Within the next decade, “all individuals, their families, and care providers should be able to send, receive, find, and use health information in a manner that is appropriate, secure, timely, and reliable.” That’s the anemic commitment offered up recently by the Office of the National Coordinator for Health Information Technology in its dazzlingly vague 10-Year Vision. We’ve drifted far off course since 1962, when President John F. Kennedy proclaimed the nation’s intention to “send to the moon … a giant rocket … before this decade is out.” NASA accomplished Kennedy’s heady mission in less than seven years. It will take considerably longer for us to sort out how to exchange electronic health information.
Research and common sense indicate that Americans want to be able to exchange email with their doctors, and it’s easy to see why: There are not enough primary care providers in practice to handle the increasing number of insured patients. New fee-for-value payment models focus on disease prevention or early intervention. Tablets and smartphones are ubiquitous and broadband services widely available. But a 2012 Harris Interactive poll found that only 12 percent of respondents reported having email access to their physicians, although more than half said such communication was important to them. Similarly, a 2012 Consumer Reports survey showed that just 9 percent of participants had contacted their doctors by email within the past year. Inadequate infrastructure, patchy insurance coverage for patients, insufficient reimbursement for providers, and uneasiness on both sides about online privacy have been blamed for the nation’s listless effort to implement electronic health information exchange.
Messages can be categorized as either clinical or administrative. Structured clinical consultations, or e-visits, are carried out by channeling encrypted email through a secure online portal linked to the patient’s electronic health record. The provider responds as he or she would in an office—for instance, by writing a prescription, ordering a lab test or imaging study, referring the patient to a specialist, or recommending a follow-up appointment. Such interaction can replace office visits for nuisance illnesses, saving patients the time, cash, and hassle of missing work and schlepping to the doctor’s office. A large Mayo Clinic study found that patients who opted for e-visits were primarily women taking advantage of the service during working hours. According to Deloitte, about half of Americans’ and Canadians’ 600 million annual primary care visits could be transacted online instead of face to face. Fees for e-visits range from $35 to $75 out of pocket, but can be as little as $15 with an insurance copay.

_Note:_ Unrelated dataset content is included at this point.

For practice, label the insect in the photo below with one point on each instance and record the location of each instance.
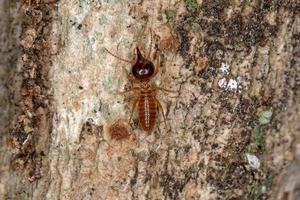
(142, 72)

Secure messaging is also a handy administrative tool. Patients can log in free to an online portal to check lab and test results, pay bills, make appointments, ask questions, and request medication refills or routine dosage adjustments. Messages intended for the doctor are usually triaged by a medical assistant or other staff member. The system is available 24/7, so it’s no longer necessary to confine such business to office hours. The practice benefits, too, by reducing overhead, improving quality, and increasing customer satisfaction.
Update, June 26, 2014: Medicare’s electronic health records incentive program requires that secure messaging be available, but mandates only one-way communication: In Stage 2, at least 5 percent of an eligible provider’s patients must send him or her a secure message. The doctor, however, is explicitly relieved of any obligation to reply personally. Stage 3 draft recommendations call merely for providers or their staff to send reminders for preventive or follow-up care to at least 20 percent of patients “in the format of the patient’s preference.” The possibility of “electronic episodes of care” may be considered at some future stage.
So why isn’t the medical industry embracing technology as a way to communicate with patients? The twin threats of increased workload and inadequate compensation are primarily responsible for providers’ reluctance to adopt email in their practices. Nearly 1 million U.S. doctors rely on Medicare reimbursement, yet Medicare doesn’t pay them one thin dime for answering email messages or offering e-visits. Two weeks ago tech-friendly physicians gained an important ally when the American Medical Association rescinded its 1994 prohibition on rendering clinical telemedicine services. The group asserted that doctors should be adequately compensated for email consultation and pledged its support for Medicare pilot projects to test innovative payment and incentive systems. The only two under way now, however—the unremarkable Alaska and Hawaii telehealth demonstration projects—are hardly groundbreaking. Privacy and security concerns are another reason providers have snubbed email. And who can blame them? Anxiety over the possibility of a HIPAA breach has escalated to a level of hysteria not seen since the Bay of Pigs crisis.